Another pt came in with a living will which stated she did not want intubated, tube feedings, blood or antibiotics. She ended up with the last 3.
Why even HAVE a living will if family or Dr's can override them?? IMHO it ought to be a criminal offense.
Nascar nurse, ASN, RN
2,218 Posts
The family is given consideration because they are the one(s) who will be around to sue you! It is the sad but real truth. That piece of paper is only as good as your weakest family member. I am confident that even my two teenage children could make a reasonable decision for my care and could "let me go" without guilt as they have heard for years how I feel about all of the futile care I have seen in long term care. And, I would like that DNR tattoo on my chest just in case. :)
WoW! GOOD POINT! I never even thought about lawsuits!
Nascar Nurse.. I am still debating how to have it written so it still looks "good".. Right over my chest so if they go to do compressions or shock; they will see it and stop... My husband and my children know how I feel about this.
JustEnuff2BDangerous, BSN, RN
137 Posts
Nurses have a unique perspective on end of life matters because we get the full picture, thanks to our access to information about the patient that the family may or may not have and we have the knowledge and experience of how to apply that information to come to a reasonable and expected outcome. Being an outsider looking in, we KNOW when a situation is hopeless, we KNOW when a patient's quality of life is a bit on the negative side of the column.

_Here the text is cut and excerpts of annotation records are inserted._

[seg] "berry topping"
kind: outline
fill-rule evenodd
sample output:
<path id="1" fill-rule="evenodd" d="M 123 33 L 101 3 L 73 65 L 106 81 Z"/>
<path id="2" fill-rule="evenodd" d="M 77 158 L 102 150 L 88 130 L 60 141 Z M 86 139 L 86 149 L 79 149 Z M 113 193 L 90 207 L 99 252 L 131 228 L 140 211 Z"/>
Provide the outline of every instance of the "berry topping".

But for some/most people, when faced with that critical moment of making a critical decision, there are many reasons they hope against hope: they do not want to be the one to "pull the plug" for fear it is not what the patient wanted (guilt that they "didn't fight" for mom/dad/sister/brother/etc); they do not want to be the one to "pull the plug" for fear they will be demonized by the rest of the family; they believe the patient will miraculously make a turnaround if they just hold on a little longer.
As a previous poster said there is usually a very strange and sometimes vindictive family dynamic at play when it comes to arguing over DNR/no DNR.
You have to realize that people who insist everything be done for their family member who clearly wants to be let go often do not care about the big picture, they do not consider suffering of the patient, they can only see their own intense despair at being without mom/dad/sister/brother/etc and cling relentlessly to the patient; they would rather have the patient physically there, even if comatose, than let go. Sometimes they come to peace with this and finally allow us and them to let the patient go. Sometimes they don't.
netglow, ASN, RN
4,412 Posts
Don't make your POA a family member.